I've used Dragon, plus some others. I have not found any that were worth the trouble, at least not for actual writing of fiction. The problematic issues for me are these.
1. Formatting. None of the apps I tried were any good at all with the somewhat arcane rules of punctuation and formatting that have to do with dialog. You have to say "paragraph" or "new line". You have to state open quotes, close quotes. Say the comma. Em-dashes can be iffy. In general, I was getting a fairly high error rate, not to mention that saying the punctuation is more disruptive than typing it.
2. Fantasy names and terms. And, in my case, foreign language words. The software will guess at it. The real problem comes when it makes different guesses at different points. If it consistently got a name wrong, then search and replace fixes it. But when there are five different spellings for the same name, then it's a labor for me.
3. Place. When I write an initial draft, I write on paper. This lets me write notes to myself, snatches of dialog, descriptions, speculation, and occasional grousing, all as one more or less continuous stream. No software is smart enough to distinguish, so it all goes into the same bucket and I have to sort it all out later.
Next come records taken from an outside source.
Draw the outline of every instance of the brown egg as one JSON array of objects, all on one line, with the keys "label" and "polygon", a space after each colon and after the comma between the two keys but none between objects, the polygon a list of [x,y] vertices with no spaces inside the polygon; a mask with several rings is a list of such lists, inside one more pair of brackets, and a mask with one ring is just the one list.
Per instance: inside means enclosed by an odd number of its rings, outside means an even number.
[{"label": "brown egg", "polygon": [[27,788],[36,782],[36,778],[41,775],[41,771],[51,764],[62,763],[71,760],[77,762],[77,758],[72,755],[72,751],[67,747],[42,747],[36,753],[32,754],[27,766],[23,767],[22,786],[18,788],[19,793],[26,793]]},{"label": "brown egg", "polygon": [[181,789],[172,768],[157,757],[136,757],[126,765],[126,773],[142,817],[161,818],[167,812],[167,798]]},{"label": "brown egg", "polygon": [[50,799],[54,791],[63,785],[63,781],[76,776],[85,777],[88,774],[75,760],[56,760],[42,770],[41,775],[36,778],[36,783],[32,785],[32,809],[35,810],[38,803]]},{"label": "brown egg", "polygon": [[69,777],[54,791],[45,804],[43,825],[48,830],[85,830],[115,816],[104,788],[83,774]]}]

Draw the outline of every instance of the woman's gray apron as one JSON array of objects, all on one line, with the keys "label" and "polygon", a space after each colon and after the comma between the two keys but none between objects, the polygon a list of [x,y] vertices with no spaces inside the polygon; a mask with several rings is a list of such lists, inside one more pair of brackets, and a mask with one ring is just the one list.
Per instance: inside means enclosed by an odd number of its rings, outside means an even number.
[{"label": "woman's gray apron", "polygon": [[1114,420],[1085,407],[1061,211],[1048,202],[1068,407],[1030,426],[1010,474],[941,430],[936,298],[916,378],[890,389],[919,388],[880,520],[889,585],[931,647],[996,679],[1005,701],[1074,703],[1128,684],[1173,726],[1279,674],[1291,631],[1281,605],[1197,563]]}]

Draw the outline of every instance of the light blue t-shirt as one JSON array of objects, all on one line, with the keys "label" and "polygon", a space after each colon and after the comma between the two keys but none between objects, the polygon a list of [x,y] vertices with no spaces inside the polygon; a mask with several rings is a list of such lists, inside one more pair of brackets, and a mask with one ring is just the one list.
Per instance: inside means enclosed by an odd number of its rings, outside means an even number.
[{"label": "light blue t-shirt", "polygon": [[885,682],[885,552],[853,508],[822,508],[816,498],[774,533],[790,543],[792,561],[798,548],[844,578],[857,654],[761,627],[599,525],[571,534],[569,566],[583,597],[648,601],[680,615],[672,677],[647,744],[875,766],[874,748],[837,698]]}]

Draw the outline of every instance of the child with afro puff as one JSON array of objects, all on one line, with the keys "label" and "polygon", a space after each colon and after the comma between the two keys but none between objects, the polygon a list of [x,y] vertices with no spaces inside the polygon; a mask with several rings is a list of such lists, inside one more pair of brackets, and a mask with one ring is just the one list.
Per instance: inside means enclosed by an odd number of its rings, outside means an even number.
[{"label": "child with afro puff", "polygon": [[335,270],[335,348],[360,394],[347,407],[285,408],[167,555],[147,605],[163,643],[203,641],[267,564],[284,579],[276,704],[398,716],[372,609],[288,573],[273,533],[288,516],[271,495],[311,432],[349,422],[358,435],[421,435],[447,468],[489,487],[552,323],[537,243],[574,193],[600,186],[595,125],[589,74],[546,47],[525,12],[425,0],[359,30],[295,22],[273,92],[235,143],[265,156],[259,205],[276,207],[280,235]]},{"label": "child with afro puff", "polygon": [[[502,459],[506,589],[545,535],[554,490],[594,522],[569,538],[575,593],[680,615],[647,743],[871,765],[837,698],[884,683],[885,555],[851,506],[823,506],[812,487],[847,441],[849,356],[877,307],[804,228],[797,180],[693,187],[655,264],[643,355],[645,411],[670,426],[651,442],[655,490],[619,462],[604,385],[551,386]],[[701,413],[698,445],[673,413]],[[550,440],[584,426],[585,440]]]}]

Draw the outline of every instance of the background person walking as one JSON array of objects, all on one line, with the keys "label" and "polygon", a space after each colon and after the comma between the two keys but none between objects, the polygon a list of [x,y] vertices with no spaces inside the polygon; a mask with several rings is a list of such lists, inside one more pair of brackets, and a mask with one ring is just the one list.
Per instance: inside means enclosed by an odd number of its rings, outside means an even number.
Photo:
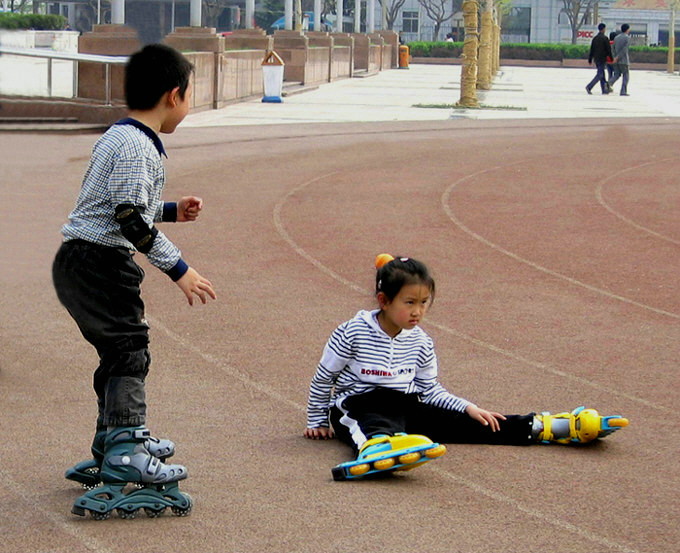
[{"label": "background person walking", "polygon": [[628,66],[630,59],[628,58],[628,46],[630,45],[630,25],[624,23],[621,25],[621,32],[614,38],[613,53],[614,53],[614,75],[609,79],[609,87],[619,80],[621,80],[621,96],[629,96],[628,94]]},{"label": "background person walking", "polygon": [[607,58],[612,57],[611,46],[609,45],[609,39],[605,35],[605,29],[607,26],[604,23],[600,23],[597,26],[599,31],[590,43],[590,53],[588,54],[588,63],[592,65],[593,60],[595,61],[595,66],[597,67],[597,74],[593,77],[593,80],[586,85],[586,92],[592,94],[593,87],[599,82],[602,88],[602,94],[609,94],[609,85],[607,84],[607,79],[604,76],[604,71],[607,66]]}]

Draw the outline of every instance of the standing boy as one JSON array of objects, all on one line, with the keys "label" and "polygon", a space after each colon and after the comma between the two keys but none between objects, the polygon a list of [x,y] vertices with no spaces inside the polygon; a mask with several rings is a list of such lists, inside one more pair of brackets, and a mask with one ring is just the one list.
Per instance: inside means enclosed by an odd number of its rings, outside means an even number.
[{"label": "standing boy", "polygon": [[590,43],[590,53],[588,54],[588,63],[592,65],[595,61],[595,67],[597,67],[597,74],[593,77],[593,80],[586,85],[586,92],[592,94],[591,90],[599,82],[602,88],[602,94],[609,94],[609,87],[607,86],[607,80],[604,77],[604,70],[607,65],[607,58],[612,57],[611,46],[609,45],[609,39],[605,35],[605,29],[607,26],[604,23],[600,23],[597,26],[599,31]]},{"label": "standing boy", "polygon": [[[191,509],[191,500],[177,489],[177,481],[187,476],[185,467],[163,462],[174,453],[174,444],[151,437],[144,426],[144,381],[151,358],[140,296],[144,271],[133,255],[145,254],[179,286],[190,305],[194,296],[202,303],[215,299],[212,284],[155,227],[161,221],[194,221],[203,207],[194,196],[177,203],[161,200],[165,150],[158,134],[172,133],[187,115],[192,72],[184,56],[160,44],[130,57],[125,68],[129,117],[95,144],[75,209],[62,228],[54,286],[99,355],[93,459],[69,469],[66,477],[85,487],[101,480],[105,487],[79,498],[76,514],[89,510],[96,518],[108,518],[113,509],[134,515],[144,507],[152,516],[167,506],[177,514]],[[147,487],[125,494],[127,482]],[[159,486],[169,491],[160,493]]]}]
There were other occasional bits, but the bottom line was I was spending too much time editing. That had a cascading effect of making me more self-conscious while drafting. I didn't want to be paying attention to punctuation when I was trying to get down a sharp dialog exchange.
On the other hand, it could be useful where such things matter less. Jotting notes. Brainstorming. I've read any number of people who say it's great for writing blog posts. Can't speak to that, but it does indicate it might prove useful for others. I would definitely start with free ones, to see if they fit your work habits.